Diyarbakır İnsan Hakları Derneği de bu durumun insancıl hukuk normları, toplumsal, kültürel ve inançsal değerler gereği asla kabul edilemez olduğunu söyleyerek sorumlular hakkında soruşturma açılması gerektiğini savundu.
İHD yayınladığı yazılı açıklamada ulusal ve uluslararası hukukta cenazenin teslim alınmasına dönük, kişinin hatırına saygı ve gömülme hakkını gözeten bir yöntemin nasıl olmasını gerektiğinin ayrıntılı bir şekilde verildiğini hatırlatarak şu ifadelere yer verdi:
"Cenazeye yönelik yapılan bu muameleler işkence ve kötü muamele suçunu oluşturmaktadır.

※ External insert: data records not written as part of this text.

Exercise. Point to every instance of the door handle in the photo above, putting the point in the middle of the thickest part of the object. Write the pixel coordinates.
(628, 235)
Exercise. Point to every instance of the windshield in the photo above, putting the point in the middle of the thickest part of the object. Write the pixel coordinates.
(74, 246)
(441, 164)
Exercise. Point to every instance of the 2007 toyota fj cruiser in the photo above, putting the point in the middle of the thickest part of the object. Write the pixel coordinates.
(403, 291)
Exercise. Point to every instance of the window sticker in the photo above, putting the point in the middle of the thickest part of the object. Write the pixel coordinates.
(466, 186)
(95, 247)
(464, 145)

Bu durum, ölüye, hatırasına, cenazeye saygıyı ve gömülme hakkını ortadan kaldırdı."
Tunceli Başsavcılığı: Kargoyla gönderme haber ve yorumları gerçeği yansıtmamaktadır
Tunceli Cumhuriyet Başsavcılığı Cumartesi günü konuyla ilgili yazılı bir açıklama yaptı.
Savcılık açıklamasında Agit İpek'in 25 Temmuz 2017 tarihinde bir çatışmada ağır yaralandığı, öldükten sonra örgüt üyelerince gömüldüğü, İpek'e ait olduğu düşünülen bazı doku ve kemik parçalarının, farklı bir tarihte yakalanan bir başka örgüt üyesinin 4 Temmuz 2019 tarihinde gösterdiği yerde bulunduğunu ifade etti.

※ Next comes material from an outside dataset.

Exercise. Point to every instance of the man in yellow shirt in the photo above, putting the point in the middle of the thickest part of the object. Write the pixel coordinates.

Söz konusu yerde kemik parçaları ve anneden alınan kanın "5 Temmuz 2019'da İstanbul Adli Tıp Kurumu'na gönderildiğini" belirten savcılık, 28 Ağustos 2019 tarihinde, kemik parçalarının Agit İpek'e ait olduğunun tespit edildiğini belirtti.
"Başsavcılığımızın DNA örneği içeren vücut dokularını teslim etmek üzere temasa geçtiği anne H.A'nın, Diyarbakır'da oturdukları için almaya gelmeyeceğini dile getirmesi üzerine A.İ'ye ait olduğu tespit edilen parçaların anneye teslim edilmesi için 25 Kasım'da Diyarbakır Başsavcılığı'na yazı yazılmış, adreste bulunmayan anne ile iletişim kurulmasının ardından doku ve kemik parçaları 10 Nisan 2020'de adliyeye gelen anneye bizzat teslim edilmiştir."
Açıklamanın devamında İpek'in annesinden kargo ücreti istendiği iddialarının asılsız olduğu belirtilerek "kemik parçalarından yola çıkarak dikkatle yapılan kimlik tespiti işlemleri ve ölenin yakınlarının bulunması için gösterilen büyük ihtimama rağmen, bazı basın yayın organlarında ve sosyal medyada yer alan 'kargoyla gönderme' haber ve yorumları gerçeği yansıtmamaktadır" ifadelerine yer verildi.